Nel prossimo futuro infatti i Fondi sono chiamati ad affrontare almeno tre grandi questioni: le politiche attive del lavoro, il diritto alla formazione e la certificazione delle competenze dei lavoratori.
Com’è noto infatti, i Fondi sono stati inclusi dal decreto legislativo 150/2015 nella rete degli organismi delle politiche attive del lavoro; è lo stesso decreto che ha costituito l’Anpal (Agenzia Nazionale per le Politiche del Lavoro) come organismo del Ministero del Lavoro che controlla i Fondi. Tuttavia, pur essendo trascorsi alcuni anni, né l’Anpal o il Ministero del lavoro, e né francamente le parti sociali, hanno proposto o elaborato idee sul tema. Per un’efficace attività dei Fondi in tema delle politiche attive del lavoro, o per meglio dire in tema di transazioni lavorative, occorre sicuramente modificare l’attuale legge istitutiva dei Fondi e successivamente adeguarne gli statuti; solo in questo modo infatti i Fondi, pur continuando a finanziare la formazione continua degli occupati, potrebbero interessarsi di tutte le transazioni lavorative (inserimenti lavorativi, formazione per situazioni di crisi con personale in mobilità, etc.). Sembra un passo necessario anche in relazione sia alla riforma avviata dall’Anpal e dal Ministero dei centri per l’impiego, sia all’evoluzione del quadro giuridico-amministrativo delle politiche attive. Si rammenta infatti che la riforma costituzionale, bocciata dal referendum del 4 dicembre 2016, riportava allo Stato la competenza esclusiva delle politiche attive del lavoro, mentre adesso si assisterà di nuovo a un eccessivo decentramento di questa competenza, come per esempio sta avvenendo nell’accordo preliminare per una maggiore autonomia regionale siglato nel febbraio di quest’anno, fra lo Stato e le regioni Veneto, Lombardia ed Emilia, che sancisce la competenza esclusiva delle regioni in tema di politiche del lavoro. In questa situazione o l’azione dei Fondi viene adeguata o la previsione del decreto legislativo 150 rimarrà lettera morta
Il secondo tema è quello di affermare un diritto individuale dei lavoratori alla formazione e non di continuare a considerare la formazione continua come una competenza esclusiva delle direzioni aziendali - al massimo mediata con la concertazione con le organizzazioni sindacali dei piani formativi. Un diritto individuale alla formazione garantirebbe interventi formativi a tutta la popolazione aziendale e non solo a quella scelta dalle direzioni e che generalmente corrisponde alla frazione forte più garantita dei lavoratori; si garantirebbero segmenti di popolazione meno protetti in fase di crisi aziendali come over 50 e donne; e d’altra parte solo un diritto individuale, declinato in opportune forme può contribuire al mantenimento delle competenze dei singoli lavoratori e alla spendibilità di queste competenze sia all’interno delle aziende che all’esterno sul mercato del lavoro. Su questa via si stanno avviando ad esempio i Fondi Interprofessionali francesi con la discussione di alcune importanti riforme e adeguamenti legislativi.

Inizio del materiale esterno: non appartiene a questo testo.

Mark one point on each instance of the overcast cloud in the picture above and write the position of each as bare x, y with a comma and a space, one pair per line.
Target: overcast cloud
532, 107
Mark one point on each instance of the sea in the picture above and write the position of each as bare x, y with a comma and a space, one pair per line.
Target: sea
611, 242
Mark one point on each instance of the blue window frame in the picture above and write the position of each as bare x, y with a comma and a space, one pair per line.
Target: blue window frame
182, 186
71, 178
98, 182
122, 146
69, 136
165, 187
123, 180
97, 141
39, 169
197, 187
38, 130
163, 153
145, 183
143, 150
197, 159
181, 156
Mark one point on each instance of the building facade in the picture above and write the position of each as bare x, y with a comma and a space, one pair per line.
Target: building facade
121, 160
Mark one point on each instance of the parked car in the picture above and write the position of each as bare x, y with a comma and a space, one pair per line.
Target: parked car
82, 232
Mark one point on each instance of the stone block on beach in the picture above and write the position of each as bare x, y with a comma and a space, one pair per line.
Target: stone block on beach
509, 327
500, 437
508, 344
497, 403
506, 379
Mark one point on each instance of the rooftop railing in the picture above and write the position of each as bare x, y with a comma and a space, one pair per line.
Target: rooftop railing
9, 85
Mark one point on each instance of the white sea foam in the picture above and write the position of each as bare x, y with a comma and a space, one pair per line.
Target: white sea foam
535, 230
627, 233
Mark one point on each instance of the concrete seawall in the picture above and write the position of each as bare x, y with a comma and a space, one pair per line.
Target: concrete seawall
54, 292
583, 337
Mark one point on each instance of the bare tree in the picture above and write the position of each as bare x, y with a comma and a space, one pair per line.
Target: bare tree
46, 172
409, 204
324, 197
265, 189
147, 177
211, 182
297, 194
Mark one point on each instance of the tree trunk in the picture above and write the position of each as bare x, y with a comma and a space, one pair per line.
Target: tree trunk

Il tema del diritto alla formazione è strettamente connesso alla certificazione delle competenze acquisite tramite la formazione all’interno delle imprese. È ancora un tema poco affrontato dai Fondi interprofessionali, sia perché non tutte le Regioni hanno normato le pratiche di certificazione delle competenze, sia per una certa riluttanza delle direzioni aziendali ad affrontare il tema. Eppure appare ovvio che solo la certificazione delle competenze può fornire al lavoratore quei titoli che può spendere sia in azienda che sul mercato del lavoro.